The usual usage is to dynamically allocate memory for such objects, enough for the fixed-size part plus however many elements you need of the flexible array. It is then permitted to access the allocated space via the flexible array member, provided that you do not access past the space allocated for it.

However, your code comment that it is incorrect to access successive subtables by incrementing an index into Master_table.subTables , if correct, seems to indicate that data starting at address address do not, in fact, constitute a valid representation of a struct Master_table (as you have declared it), flexible member or not.

Arrays are sequences of fixed-size objects. Your struct SUB_TABLES is a valid array element type, but it is not variable-size. Since it has only one member, it is the size of that member (a union), and the union is the size of its largest member.
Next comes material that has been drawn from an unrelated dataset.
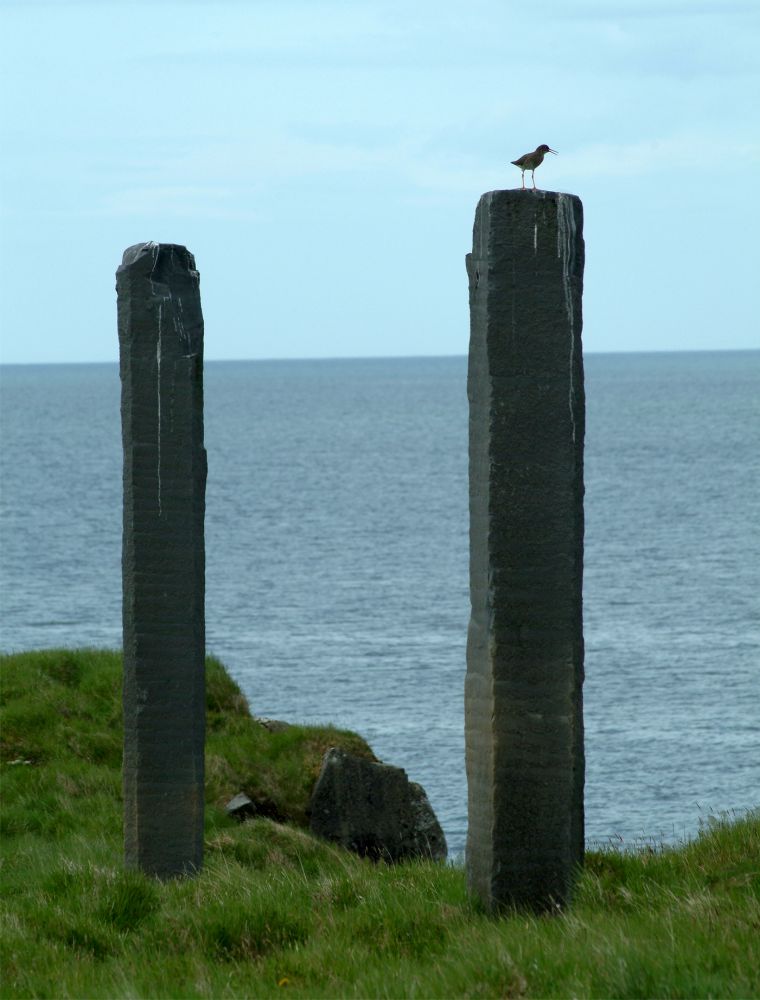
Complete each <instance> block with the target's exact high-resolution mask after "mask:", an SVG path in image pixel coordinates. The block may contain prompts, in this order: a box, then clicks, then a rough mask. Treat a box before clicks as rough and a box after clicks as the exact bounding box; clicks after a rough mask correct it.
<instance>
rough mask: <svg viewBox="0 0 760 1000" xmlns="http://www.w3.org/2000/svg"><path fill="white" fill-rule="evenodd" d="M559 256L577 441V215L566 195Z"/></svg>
mask: <svg viewBox="0 0 760 1000" xmlns="http://www.w3.org/2000/svg"><path fill="white" fill-rule="evenodd" d="M557 256H558V257H560V258H561V259H562V288H563V291H564V294H565V312H566V313H567V321H568V324H569V326H570V390H569V394H568V405H569V407H570V421H571V423H572V425H573V441H575V411H574V409H573V400H574V396H575V384H574V382H573V372H574V368H575V306H574V304H573V290H572V287H571V285H570V273H571V271H572V267H573V264H574V262H575V261H574V257H575V213H574V212H573V203H572V201H571V200H570V198H568V196H567V195H565V194H558V195H557Z"/></svg>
Every struct SUB_TABLES object is that size.

If what you actually have for subtables is a sequence of struct s variously of types struct subTable1 - struct subTable4 , packed without gaps, and those subtables are of different sizes, then that is not an array of struct SUB_TABLES . Moreover, I don't see how you can figure out what it is even at runtime if you have only the data you present.

If your subtable data are strictly of the form { table_length , char[table_length] }, then you should declare subTables as a void * . You will need to use casts and pointer arithmetic to work your way through the data. You could perhaps use a subtable struct type with a flexible member to help, but declaring subTables as an array of such would not have a useful effect.